3. Howse contends that the superior court erred in allowing the investigating officer to be excepted from the rule of sequestration and in failing to require the investigating officer to testify first. Prior to the presentation of evidence, the prosecutor requested that the investigating officer be allowed to remain in the courtroom to assist him during trial.

 Allowing a witness to be excepted from the rule of sequestration lies within the sound discretion of the trial court.  Fowler v. State, 179 Ga.App. 492, 493(2), 347 S.E.2d 322 (1986).   And the trial court does not abuse its discretion where, as here, the State advises the trial court that permitting the investigating officer to sit with the State's attorney during the trial would assist in the prosecution of the case.  Totino v. State, 266 Ga.App. 265, 269(4), 596 S.E.2d 749 (2004).   See also Jarrell v. State, 234 Ga. 410, 420-421(6), 216 S.E.2d 258 (1975).

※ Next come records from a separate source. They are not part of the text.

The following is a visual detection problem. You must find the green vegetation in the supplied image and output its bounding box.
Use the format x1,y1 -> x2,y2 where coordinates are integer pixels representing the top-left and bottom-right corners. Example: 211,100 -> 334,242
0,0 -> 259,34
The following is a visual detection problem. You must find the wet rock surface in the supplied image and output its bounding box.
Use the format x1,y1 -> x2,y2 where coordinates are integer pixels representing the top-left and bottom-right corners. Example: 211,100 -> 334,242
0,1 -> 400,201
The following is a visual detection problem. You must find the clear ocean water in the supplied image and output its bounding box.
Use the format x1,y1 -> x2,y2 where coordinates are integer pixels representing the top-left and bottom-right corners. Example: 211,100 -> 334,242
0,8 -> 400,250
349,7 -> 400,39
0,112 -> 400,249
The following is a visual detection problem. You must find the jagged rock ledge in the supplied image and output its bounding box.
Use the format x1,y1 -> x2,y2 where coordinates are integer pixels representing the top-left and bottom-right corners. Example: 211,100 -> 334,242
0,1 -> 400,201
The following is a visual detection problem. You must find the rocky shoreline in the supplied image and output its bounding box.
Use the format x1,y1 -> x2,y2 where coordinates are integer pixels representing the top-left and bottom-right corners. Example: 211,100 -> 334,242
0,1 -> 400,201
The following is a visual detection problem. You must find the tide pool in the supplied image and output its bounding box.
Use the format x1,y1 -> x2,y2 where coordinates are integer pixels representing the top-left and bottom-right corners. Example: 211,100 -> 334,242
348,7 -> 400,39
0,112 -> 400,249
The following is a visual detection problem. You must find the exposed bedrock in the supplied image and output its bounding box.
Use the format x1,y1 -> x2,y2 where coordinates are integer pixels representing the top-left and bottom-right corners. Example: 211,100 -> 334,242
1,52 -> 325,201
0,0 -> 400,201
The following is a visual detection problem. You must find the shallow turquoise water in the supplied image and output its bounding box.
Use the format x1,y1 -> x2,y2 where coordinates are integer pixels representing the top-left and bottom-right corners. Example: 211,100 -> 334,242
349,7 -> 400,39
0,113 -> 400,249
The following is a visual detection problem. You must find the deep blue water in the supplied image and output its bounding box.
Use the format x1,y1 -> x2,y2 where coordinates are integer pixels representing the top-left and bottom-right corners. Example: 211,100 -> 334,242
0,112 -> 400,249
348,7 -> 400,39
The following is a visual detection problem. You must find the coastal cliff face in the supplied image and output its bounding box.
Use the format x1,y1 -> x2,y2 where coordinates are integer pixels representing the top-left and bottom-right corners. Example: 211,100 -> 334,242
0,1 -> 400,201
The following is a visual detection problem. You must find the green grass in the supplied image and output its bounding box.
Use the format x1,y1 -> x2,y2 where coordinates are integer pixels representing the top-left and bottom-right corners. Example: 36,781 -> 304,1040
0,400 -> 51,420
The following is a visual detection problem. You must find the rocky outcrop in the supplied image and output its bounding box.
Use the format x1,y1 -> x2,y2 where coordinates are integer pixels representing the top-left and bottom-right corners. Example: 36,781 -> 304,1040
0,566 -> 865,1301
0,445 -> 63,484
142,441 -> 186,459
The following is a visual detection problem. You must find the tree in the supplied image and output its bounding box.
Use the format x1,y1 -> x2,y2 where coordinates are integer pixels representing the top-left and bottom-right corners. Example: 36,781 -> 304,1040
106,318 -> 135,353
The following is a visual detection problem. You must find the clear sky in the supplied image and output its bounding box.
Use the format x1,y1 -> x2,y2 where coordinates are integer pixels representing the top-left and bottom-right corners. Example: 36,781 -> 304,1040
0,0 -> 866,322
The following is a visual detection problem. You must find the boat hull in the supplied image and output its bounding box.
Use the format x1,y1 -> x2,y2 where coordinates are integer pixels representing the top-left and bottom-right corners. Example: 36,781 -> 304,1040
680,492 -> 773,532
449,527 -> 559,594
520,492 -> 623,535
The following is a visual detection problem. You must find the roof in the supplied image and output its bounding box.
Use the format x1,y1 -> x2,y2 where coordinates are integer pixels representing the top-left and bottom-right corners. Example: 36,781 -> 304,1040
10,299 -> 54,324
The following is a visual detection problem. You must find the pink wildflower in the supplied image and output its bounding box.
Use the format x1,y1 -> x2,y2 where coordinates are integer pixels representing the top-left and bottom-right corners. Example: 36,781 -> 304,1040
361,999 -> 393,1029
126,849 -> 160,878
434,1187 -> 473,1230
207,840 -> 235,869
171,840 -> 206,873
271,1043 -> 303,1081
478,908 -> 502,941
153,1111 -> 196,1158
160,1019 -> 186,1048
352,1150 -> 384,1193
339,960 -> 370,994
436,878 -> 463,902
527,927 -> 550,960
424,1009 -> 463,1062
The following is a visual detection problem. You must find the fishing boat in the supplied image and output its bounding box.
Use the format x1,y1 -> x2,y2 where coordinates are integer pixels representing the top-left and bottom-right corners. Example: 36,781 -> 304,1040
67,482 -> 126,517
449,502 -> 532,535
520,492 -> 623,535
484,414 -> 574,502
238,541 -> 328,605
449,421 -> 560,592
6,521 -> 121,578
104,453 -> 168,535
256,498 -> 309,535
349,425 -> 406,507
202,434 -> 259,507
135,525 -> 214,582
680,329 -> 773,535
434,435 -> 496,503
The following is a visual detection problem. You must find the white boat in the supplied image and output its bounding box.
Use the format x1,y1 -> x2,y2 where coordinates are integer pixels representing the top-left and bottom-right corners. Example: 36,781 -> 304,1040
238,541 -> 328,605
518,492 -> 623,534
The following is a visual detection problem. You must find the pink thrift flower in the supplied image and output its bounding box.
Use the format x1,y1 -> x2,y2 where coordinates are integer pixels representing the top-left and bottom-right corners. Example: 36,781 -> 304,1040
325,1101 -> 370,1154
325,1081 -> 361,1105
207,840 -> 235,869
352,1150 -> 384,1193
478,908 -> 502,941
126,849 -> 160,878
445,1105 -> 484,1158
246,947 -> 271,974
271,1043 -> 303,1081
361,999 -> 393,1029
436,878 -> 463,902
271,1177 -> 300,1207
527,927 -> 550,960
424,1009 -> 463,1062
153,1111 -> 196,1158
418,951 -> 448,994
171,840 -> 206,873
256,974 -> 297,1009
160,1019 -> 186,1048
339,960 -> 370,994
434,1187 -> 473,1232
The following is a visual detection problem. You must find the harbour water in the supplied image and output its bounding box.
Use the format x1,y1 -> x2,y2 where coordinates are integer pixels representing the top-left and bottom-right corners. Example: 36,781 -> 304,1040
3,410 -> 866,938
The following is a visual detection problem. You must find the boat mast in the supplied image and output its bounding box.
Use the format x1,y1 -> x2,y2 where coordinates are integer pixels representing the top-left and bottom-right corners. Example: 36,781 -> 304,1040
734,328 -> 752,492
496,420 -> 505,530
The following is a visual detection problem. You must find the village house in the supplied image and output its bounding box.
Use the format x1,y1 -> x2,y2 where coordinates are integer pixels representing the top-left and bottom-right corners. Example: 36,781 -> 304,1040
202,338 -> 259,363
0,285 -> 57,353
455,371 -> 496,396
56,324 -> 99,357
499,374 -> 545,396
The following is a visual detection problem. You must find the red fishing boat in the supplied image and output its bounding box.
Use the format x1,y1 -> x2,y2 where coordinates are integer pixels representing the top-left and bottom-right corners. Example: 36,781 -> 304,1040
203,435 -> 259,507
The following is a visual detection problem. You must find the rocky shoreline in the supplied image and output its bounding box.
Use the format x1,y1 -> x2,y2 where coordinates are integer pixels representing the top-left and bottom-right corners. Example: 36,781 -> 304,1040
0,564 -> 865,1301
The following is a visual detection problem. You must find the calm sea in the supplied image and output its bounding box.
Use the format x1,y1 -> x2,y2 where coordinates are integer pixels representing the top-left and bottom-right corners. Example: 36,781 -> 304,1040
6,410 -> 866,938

 Citing Stuart v. State, 123 Ga.App. 311, 180 S.E.2d 581 (1971), Howse contends the trial court erred when it failed to require the investigating officer to testify first.  Stuart is factually inapposite.   In Stuart, we held the trial court erred when it followed its “policy” of allowing the State to call its witnesses in whatever order it desired, rather than exercising its discretion in determining whether to require the witness excepted from the rule of sequestration to testify first.  Id. at 313(1), 180 S.E.2d 581.   In the instant case, the trial court expressly recognized that it was vested with discretion.  “No, I don't think there is a requirement that he testify first.   That's within the discretion of the Court and I'll allow him to sit at counsel table and I will not require him to testify first.”

Moreover, the investigating officer's testimony was primarily directed at the playing of his videotape interview with L.V.R. Howse has neither suggested nor demonstrated any harm arising from the alleged violation of the rule of sequestration.  Ryles v. State, 177 Ga.App. 537, 538, 339 S.E.2d 792 (1986).   The trial court did not err in excepting the investigating officer from the rule of sequestration or in failing to require the officer to testify first.

Judgment affirmed.

FOOTNOTES

1.   The instant case is appealed pursuant to the trial court's grant of an out-of-time appeal following our remand of the case in Howse v. State, 262 Ga.App. 790, 586 S.E.2d 695 (2003).

2.   The indictment alleged in pertinent part that Howse “did ․ commit an immoral and indecent act ․ by touching, rubbing, and fondling the child's vagina and vaginal area ․”

3.   The victim's prior statements to Warren, her mother and to Detective Parham were admissible as substantive evidence of Howse's guilt.  Johnson v. State, 236 Ga.App. 764, 765(1), 513 S.E.2d 291 (1999).

BERNES, Judge.

BLACKBURN, P.J., and MILLER, J., concur.